George Leef of the Martin Center looks into the causes of higher education’s large price tag.

The most striking fact about American colleges and universities over the last fifty years is how rapidly the cost of attending has risen.

A good perspective on the college cost explosion is found in a November, 2017 study prepared for the Joint Economic Committee of Congress. It states, “A student working full-time over the summer of 1971 would only need to earn $2.70 per hour, at a time when the minimum wage was $1.60 an hour, to earn enough to pay for a year at a public, four-year college. Today, that student would need to earn $38.63 an hour. If they wanted to attend a private college, they would need to earn $87.25 an hour to cover tuition, room and board.”

Getting a college education now costs far more than it used to, but are those costs justified? Could it be that the “product” colleges are offering is significantly better? Does that added cost benefit students?

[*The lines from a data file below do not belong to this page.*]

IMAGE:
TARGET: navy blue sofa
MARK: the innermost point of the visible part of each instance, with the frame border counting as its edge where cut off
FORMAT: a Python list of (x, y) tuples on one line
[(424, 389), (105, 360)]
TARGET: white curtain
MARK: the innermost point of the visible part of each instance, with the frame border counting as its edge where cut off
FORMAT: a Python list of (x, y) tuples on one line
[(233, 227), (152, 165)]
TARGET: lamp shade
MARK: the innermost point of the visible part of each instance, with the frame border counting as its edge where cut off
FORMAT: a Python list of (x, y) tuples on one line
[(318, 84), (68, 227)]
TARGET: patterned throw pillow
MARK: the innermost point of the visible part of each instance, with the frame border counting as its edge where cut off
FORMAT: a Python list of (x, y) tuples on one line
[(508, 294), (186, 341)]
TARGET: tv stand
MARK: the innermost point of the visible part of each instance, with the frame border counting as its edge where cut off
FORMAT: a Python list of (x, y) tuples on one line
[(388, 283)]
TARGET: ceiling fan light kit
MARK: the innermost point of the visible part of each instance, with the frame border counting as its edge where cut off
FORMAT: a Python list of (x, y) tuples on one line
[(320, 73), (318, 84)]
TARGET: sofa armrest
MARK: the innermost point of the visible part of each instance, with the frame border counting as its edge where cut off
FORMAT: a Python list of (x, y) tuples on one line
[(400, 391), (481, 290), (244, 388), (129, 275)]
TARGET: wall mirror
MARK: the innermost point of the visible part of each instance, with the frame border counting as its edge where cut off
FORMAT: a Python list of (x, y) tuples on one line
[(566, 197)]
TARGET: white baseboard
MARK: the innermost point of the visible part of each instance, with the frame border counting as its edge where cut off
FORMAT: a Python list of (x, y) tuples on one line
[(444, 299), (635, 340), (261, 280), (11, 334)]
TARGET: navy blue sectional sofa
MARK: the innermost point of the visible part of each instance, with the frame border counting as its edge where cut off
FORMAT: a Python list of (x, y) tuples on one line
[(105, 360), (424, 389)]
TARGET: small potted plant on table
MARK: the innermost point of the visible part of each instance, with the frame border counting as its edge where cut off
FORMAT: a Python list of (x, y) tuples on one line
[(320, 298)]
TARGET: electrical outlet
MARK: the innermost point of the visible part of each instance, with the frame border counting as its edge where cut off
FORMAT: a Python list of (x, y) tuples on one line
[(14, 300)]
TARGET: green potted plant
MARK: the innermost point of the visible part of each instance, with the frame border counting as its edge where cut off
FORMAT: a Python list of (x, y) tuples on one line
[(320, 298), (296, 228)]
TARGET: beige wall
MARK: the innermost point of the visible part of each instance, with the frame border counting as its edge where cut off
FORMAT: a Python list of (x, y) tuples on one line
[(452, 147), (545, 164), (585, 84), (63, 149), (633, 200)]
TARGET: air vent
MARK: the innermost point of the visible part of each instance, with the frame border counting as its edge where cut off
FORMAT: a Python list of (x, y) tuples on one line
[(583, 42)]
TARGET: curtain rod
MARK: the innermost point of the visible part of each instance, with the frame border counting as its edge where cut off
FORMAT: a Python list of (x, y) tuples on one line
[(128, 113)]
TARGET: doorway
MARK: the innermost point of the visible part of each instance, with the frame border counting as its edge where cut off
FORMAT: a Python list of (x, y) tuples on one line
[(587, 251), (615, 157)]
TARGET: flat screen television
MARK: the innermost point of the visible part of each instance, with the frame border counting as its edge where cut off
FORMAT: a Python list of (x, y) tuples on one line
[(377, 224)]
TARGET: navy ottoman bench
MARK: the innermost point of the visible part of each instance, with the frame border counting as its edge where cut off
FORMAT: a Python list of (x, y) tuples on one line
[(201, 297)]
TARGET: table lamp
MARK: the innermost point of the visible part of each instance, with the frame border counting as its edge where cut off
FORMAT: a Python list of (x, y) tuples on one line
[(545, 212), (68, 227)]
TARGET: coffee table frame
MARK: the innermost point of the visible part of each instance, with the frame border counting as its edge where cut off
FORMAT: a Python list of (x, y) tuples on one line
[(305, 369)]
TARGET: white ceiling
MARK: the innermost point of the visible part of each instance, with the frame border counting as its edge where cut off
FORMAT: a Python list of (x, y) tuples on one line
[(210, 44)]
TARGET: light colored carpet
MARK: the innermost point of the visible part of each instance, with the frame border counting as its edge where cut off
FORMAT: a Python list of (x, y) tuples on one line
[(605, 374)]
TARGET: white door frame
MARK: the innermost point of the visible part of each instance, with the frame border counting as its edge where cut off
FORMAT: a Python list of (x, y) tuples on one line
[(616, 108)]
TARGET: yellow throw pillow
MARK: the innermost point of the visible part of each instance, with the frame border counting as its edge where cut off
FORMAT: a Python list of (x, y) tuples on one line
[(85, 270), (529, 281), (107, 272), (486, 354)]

A recent study entitled The Cost of Excess by the American Council of Trustees and Alumni (ACTA) sheds some light on those questions, focusing on how colleges spend their revenues.

After surveying cost data at a wide array of colleges and universities, 1,529 in all, the writers conclude, “Institutional spending continues to rise while contributing little to graduation rates. Moreover, investment in instructional staff—particularly tenured or tenure-track professors—has been overshadowed by increases in administrative staff, namely well-paid, professional employees.”

ACTA’s analysis shows that increased spending by colleges has been a strong trend no matter what the economic conditions in the country. In good times and bad, colleges continued to enroll more students and tuition climbed steadily higher. …

… Because colleges and universities are nearly all run on a non-profit basis, they don’t have much incentive to minimize costs. Trying to do so would put school leaders in conflict with key groups on campus that don’t want to have to economize.